Histoire d'une usine en Basse-Seine

La raffinerie de Port-Jérôme

Port-Jérôme et l'empereur Napoléon III

Dans les années 1850, sous le règne de l'empereur Napoléon III, de grands travaux sont lancés sur la Seine en aval de Rouen afin de favoriser la navigation : le chenal est approfondi, les bancs de sable sont supprimés, et les rives du fleuve endiguées.

Un petit port est créé sur la rive en face de Quillebeuf-sur-Seine. Il reçoit le nom de Port-Jérôme en hommage à Jérôme, l'oncle de Napoléon III et frère de Napoléon Ier.

En France, on n'a pas de pétrole mais...

Dans les années 1920-1930, la consommation mondiale de pétrole explose à cause de la multiplication des moteurs à explosion, notamment ceux qui équipent les automobiles. Quasiment dépourvue de gisements de pétrole, la France est obligé d'importer d'Amérique l'or noir. Toutefois, le gouvernement entend ne pas dépendre entièrement de l'étranger : il favorise le développement de l'industrie du raffinage sur le territoire français.

Naissance de la raffinerie

En 1933, est mise en service une raffinerie de pétrole à Port-Jérôme, la Standard franco-américaine de raffinage. Elle occupe 190 ha de prairies. Ce sont principalement des capitaux américains qui financent la construction, notamment ceux de la Standard Oil of New Jersey (future Esso). A la même époque, au début des années 1930, les trois autres raffineries de la Basse-Seine sont ouvertes :

  • à Notre-Dame de Gravenchon, juste à côté, possédée par Mobil
  • à Gonfreville-l'Orcher, près du Havre, possédée par la Compagnie française de raffinage (futur Total).
  • à Petit-Couronne, près de Rouen, possédé par Shell (puis Pétroplus). La raffinerie a fermée en 2013.
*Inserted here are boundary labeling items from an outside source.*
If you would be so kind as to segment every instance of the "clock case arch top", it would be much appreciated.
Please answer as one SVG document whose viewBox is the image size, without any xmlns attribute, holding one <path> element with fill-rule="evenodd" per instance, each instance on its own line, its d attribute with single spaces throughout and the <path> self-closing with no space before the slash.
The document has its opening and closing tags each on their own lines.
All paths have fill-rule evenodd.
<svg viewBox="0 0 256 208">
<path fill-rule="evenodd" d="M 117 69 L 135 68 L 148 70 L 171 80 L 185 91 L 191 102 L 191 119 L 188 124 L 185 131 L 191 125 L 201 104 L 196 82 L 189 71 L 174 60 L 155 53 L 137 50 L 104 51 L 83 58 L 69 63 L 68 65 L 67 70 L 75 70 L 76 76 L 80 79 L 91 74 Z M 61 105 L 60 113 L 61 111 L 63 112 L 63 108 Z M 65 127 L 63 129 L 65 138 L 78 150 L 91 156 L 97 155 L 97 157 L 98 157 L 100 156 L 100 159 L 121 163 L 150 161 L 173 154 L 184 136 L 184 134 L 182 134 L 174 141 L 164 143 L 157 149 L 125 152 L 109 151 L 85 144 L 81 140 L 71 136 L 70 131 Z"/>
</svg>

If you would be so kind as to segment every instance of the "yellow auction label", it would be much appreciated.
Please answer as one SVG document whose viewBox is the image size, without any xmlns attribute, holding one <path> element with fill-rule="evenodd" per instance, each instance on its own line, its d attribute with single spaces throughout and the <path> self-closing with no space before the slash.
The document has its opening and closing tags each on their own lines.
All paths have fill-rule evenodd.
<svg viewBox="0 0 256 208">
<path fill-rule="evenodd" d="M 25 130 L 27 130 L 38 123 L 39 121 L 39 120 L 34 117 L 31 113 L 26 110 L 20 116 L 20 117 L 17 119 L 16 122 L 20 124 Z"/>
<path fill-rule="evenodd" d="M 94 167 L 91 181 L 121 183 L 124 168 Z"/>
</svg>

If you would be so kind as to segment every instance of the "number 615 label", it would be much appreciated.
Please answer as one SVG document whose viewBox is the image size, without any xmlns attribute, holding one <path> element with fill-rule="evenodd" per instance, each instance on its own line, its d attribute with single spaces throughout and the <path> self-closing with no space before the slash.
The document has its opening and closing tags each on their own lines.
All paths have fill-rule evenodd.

Alors que nous sommes dans les années post-1929, le raffinage du pétrole est un des quelques secteurs qui ne connait pas la crise.

Pourquoi une implantation en bord de Seine ?

La Basse-Seine présente trois avantages pour l'implantation de raffineries :

  • Elle est proche du Havre, le port d'importation du pétrole d'Amérique. Le pétrole arrive par pipe-lines jusqu'aux raffineries car la Seine, insuffisamment profonde, ne peut accueillir les gigantesques navires pétroliers.
  • La Basse-Seine est en retrait par rapport à la frontière allemande, une considération importante pour ces usines stratégiques. Cette situation se révéla insuffisante lors de la Seconde Guerre mondiale puisqu'en 1940, l'armée allemande parvient facilement jusqu'à la Seine. Avant de fuir, les Français incendient la raffinerie de Port-Jérôme afin que l'ennemi ne puisse l'utiliser.
  • La Basse-Seine est proche du principale centre de consommation français, la région parisienne. La Seine, navigable, permet un acheminement à moindre coût.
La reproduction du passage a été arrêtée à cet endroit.